From our perspective it is clear that we need definite government action in the short term to help sustainable businesses survive and maintain the jobs they provide in every part of the country. This must involve direct stabilisation funding and new low interest and specialised export and trade finance.
We need government to become obsessive about our cost-competitiveness and tax-competitiveness in relation to the UK. Our minimum wage, insurance costs and capital gains tax rates are priority issues for us in this regard.
In our recent quarterly sentiment survey managing wage expectations was identified as the biggest threat to our members.
In an economy that is now deflationary, in which businesses are finding it impossible to get price increases, this is extraordinary, and is being fuelled by unrealistic demands in the public sector.
The government has already committed to what is effectively a 2.5 per cent pay increase for each public sector worker with €150 million in increments and €317 million under existing commitments under Lansdowne Road.
In contrast, just 60 per cent of our members have said that they are able to give pay increases next year, with the average being 2 per cent. We support the establishment of the Public Service Pay Commission as a structured process to determine public service wages. However, it is vital that it is transparent in its work and that it reflects the government’s ability to pay as an employer.

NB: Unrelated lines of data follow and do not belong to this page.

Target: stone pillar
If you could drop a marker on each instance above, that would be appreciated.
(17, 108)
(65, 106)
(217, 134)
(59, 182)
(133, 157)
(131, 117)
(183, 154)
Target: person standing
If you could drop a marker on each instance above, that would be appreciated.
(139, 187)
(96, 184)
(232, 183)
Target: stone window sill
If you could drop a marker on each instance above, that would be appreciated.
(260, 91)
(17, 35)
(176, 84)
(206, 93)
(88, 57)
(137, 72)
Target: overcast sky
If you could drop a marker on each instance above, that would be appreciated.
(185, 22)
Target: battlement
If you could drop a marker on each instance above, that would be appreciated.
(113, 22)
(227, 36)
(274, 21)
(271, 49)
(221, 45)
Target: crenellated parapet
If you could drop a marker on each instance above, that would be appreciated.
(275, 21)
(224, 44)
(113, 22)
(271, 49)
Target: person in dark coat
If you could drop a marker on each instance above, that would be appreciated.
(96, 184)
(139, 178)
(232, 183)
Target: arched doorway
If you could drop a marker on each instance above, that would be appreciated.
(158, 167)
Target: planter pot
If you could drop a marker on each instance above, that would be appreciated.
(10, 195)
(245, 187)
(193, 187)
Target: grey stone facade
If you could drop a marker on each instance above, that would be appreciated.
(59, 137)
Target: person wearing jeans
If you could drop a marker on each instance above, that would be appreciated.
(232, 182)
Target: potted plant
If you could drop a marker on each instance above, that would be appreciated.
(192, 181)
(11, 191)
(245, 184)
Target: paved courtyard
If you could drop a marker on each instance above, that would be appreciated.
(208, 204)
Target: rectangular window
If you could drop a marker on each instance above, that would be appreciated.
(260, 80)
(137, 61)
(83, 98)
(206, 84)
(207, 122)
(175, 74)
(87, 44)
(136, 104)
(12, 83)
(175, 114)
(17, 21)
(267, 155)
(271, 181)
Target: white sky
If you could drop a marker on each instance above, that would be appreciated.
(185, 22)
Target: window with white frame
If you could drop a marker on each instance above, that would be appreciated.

It must also be responsive to skills pressures and take account of all aspects of remuneration, including lucrative pensions and allowances and not just basic pay.
The SFA has achieved many wins on its lobbying campaigns this year. The programme for government included the long-fought commitment to full equalisation of tax treatment between self-employed and employees by 2018 through the earned income tax credit.
The social welfare safety net for the self-employed is firmly on the policy agenda and progress is being made on reducing capital gains tax for entrepreneurs with the rate now at 10 per cent and a commitment to reviewing the limit of €1 million in future budgets.
The increase in the national minimum wage was limited to a 10 per cent increase. We look forward to further progress across all these areas next year.
As important as it is to lobby on issues that arise in a given year and to be effective in reacting to calls from government for submissions on various issues that affect small business, we in the SFA believe that Ireland needs a much more proactive vision into the medium and longer term.
This year we launched our comprehensive policy statement: Vision for small firms in Ireland.
Put simply, our vision is for the country to be the most vibrant small business community in the world, supporting entrepreneurship, valuing small business and rewarding risk takers.
Small businesses, defined as those with less than 50 employees, make up more than 98 per cent of those in Ireland.
They exist in every single village, town and city, operate in all sectors of the economy and employ half of the private sector workforce.
Huge strides towards the SFA vision could be made in the space of five to ten years, creating more jobs, adding value to the economy, contributing to the exchequer, injecting vibrancy into towns and villages and creating a happier population.
Our vision document sets out a map for how the small business community can reach these new heights.
Economic analysis, a social narrative and over 60 concrete recommendations combine to trace the current small business landscape and project into the future. Recommendations are made under the themes of culture and recognition; education and skills; and the business environment.
These recommendations are not just for the government and state agencies but also for educators, individual businesses both large and small, representative organisations and communities.
This vision initiative is a hugely ambitious project but one that the SFA’s 8,500 members and I am ready to lead.
Through the very successful SFA National Small Business Awards programme over the past 13 years we already have over 300 alumni who are willing to mentor and support other businesses.
My priority this year will be to develop stronger relationships between big and small business through shared learning, innovation, and developing supply chains. Even with widespread buy-in progress will take time, which is all the more reason to start immediately.